Here’s the maple code:

with(linalg);
eq := (x,y) -> <<x[1]| x[2] | 1 | 0| 0| 0| -y[1]*x[1]/1 | -y[1]*x[2]/1>, <0|0|0|x[1]|x[2]|1|- (y[2]/1)*x[1]|- (y[2]/1)*x[2]>>;
mat := < eq([0, 0],x) , eq([0,1],y), eq([1,1],z), eq([1,0],w)>;
inv := inverse(mat);
homo := simplify(evalm(inv &* <x[1],x[2],y[1],y[2],z[1],z[2],w[1],w[2]>));
homo_func := unapply([homo[1],homo[2],homo[3],homo[4],homo[5],homo[6],homo[7],homo[8]],x,y,z,w);
CodeGeneration[C](homo_func, optimize);

This little code produces a rather large function that does not use SIMD instructions at all: it uses double. To compute an arbitrary homography, I just call this function twice, invert one result, and multiply both matrix together. These function do not need conditional jumps.

Thank to the power of C++ (operator overloading in particular), replacing “double” with a SSE type simply amounts to defining a class.
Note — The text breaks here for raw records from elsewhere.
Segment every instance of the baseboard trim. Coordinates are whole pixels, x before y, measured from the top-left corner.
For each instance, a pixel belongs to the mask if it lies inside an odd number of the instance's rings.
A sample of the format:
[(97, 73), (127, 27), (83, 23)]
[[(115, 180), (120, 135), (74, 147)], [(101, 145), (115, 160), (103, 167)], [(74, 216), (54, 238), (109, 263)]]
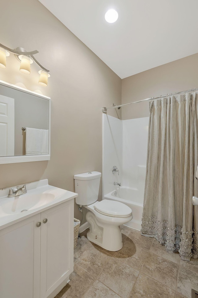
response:
[(89, 224), (87, 221), (86, 221), (86, 222), (85, 222), (84, 224), (83, 224), (83, 225), (81, 225), (80, 227), (79, 233), (82, 233), (82, 232), (84, 232), (86, 229), (88, 229), (88, 228), (89, 227)]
Replacing double with fvec4

Compilers give access to SSE instructions through intrinsics that do not look very friendly. The following example is rather hard to read:

// declares a variable containing "1, 2, 3, 4"
__m128 a = _mm_set_ps(4, 3, 2, 1);
// Adds "7" to all entries of a
a = _mm_add_ps(a, _mm_set1_ps(7));

This version is much easier to read:

fvec4 a(1, 2, 3, 4);
fvec4 a += fvec4(7);

The fvec4 class can be implemented by declaring proper constructors and operators. The only data member is a single __m128 field. It might look like:

struct fvec4 {
    __m128 data;

    fvec4(float a) {data = _mm_set_ps1(a);}
    fvec4(float a, float b, float c, float d) { data = _mm_set_ps(a,b,c,d); }

    fvec4 operator += (const fvec4 &a) {
      this->data = _mm_add_ps(data, a.data);
      return *this;
    }
};

Once we have such a class (see my fvec4 class, used in polyora), we can simply replace “double” by “fvec4″ in the function generated by maple. The result is a function that computes 4 homographies in a single jumpless execution.

Parallel RANSAC loop

We now have everything we need to write our RANSAC loop:

// compute the homography
fvec4 H[3][3];
homography4_from_4corresp(pts1[0], pts1[1], pts1[2], pts1[3],
                          pts2[0], pts2[1], pts2[2], pts2[3],
                          H);
// evaluate support
fvec4 support(0);
for (int i=0; i<n; i++) {
  // Fetch the 4 next correspondences
  p[0] = fvec4( row(i,uv1,stride1)[0] );
  p[1] = fvec4( row(i,uv1,stride1)[1] );
  g[0] = fvec4( row(i,uv2,stride2)[0] );
  g[1] = fvec4( row(i,uv2,stride2)[1] );

  // Projects the points with the homography
  fvec4 t[2];
  homography4_transform(p, H, t);

  // Compute reprojection distances
  fvec4 d = dist2(t,g);

  // Compute support.
  support += (d < threshold) & fvec4(1 - .1 * (d / threshold));
}

And here we go ! See the full implementation here.

Results

Using SSE instructions to find homographies significantly speeds up computation. My implementation is much faster than OpenCV’s findHomography function which is a bit more more accurate, because it uses 64 bits doubles instead of 32 bits floats.